By all accounts, Little had a good spring in Mesa as he prepared for his first full season of pro ball. Just a week ago, he pitched five innings and did well, allowing a single run and striking out six.
I was was not expecting to see anything from Little’s South Bend debut other than his curve. Considering he did not play D1 baseball, opting instead for the junior college route, the Midwest League is a pretty big jump in talent. I had thus tempered my expectations, favoring the long term with his development rather than immediate results; despite his lofty draft status, there’s no need to place unreasonable expectations on him just yet.
Then again, I hoped to see him display good command of a his fastball, which should have been in the low 90’s. If he could get through the fifth, maybe getting in 60-80 pitches for the night and striking out four or five while giving up two or three runs, that would have been fine.. But those were just wishes and maybe unreasonable ones at that.

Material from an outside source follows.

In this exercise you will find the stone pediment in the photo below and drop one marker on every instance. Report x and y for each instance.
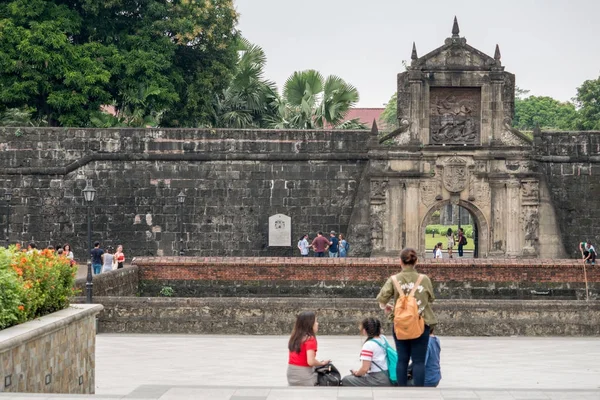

Little got the first two guys out on five pitches and looked good doing it. He was throwing nothing but fastballs around 92 mph, which was 3-4 ticks better than at Eugene last year.
Then Little fell behind on the third batter, going to a full count before the batter laced a double down the left field line. After a passed ball, Little walked Bowling Green’s cleanup hitter Brendan McKay.
At this point, I began to wonder why Little was nibbling on every pitch instead of attacking the zone. He looked to be in command with the fifth batter when strike three was dropped by catcher Miguel Amaya, who then was unable to make a throw to first for the third out.
Little was closing in on 30 pitches, which is usually the per-inning limit for Cubs in South Bend. It looked like he was going to get out of the inning on a liner to center, but the ball kept carrying until it eventually turned into a two-run double. Little faced one more batter, who he promptly walked.
After 35 pitches and only two-thirds of an inning, Little was done. He struck out only one, walked two, and gave up two hits for a final tally of four earned runs.
A line I have been saying a lot lately is “I have seen this movie before.” After watching Little go at it, I said it again because this looked somewhat similar to how he pitched at Eugene last year. But in some ways, it wasn’t. The velocity was up this year, he threw a couple of changeups that looked good and the curve looked nice, but his fastball was all over the place. He has to get that straightened out. He has to attack the zone rather than pitch on the edges.
Even with his poor performance, his teammates came back from an 8-0 deficit to win 13-11 behind four home runs. It was an amazing game.
At 21 years old, Little’s still got time. If he figures it out, he could be special. It’s a process, and no one said it would be easy, even for a first round pick.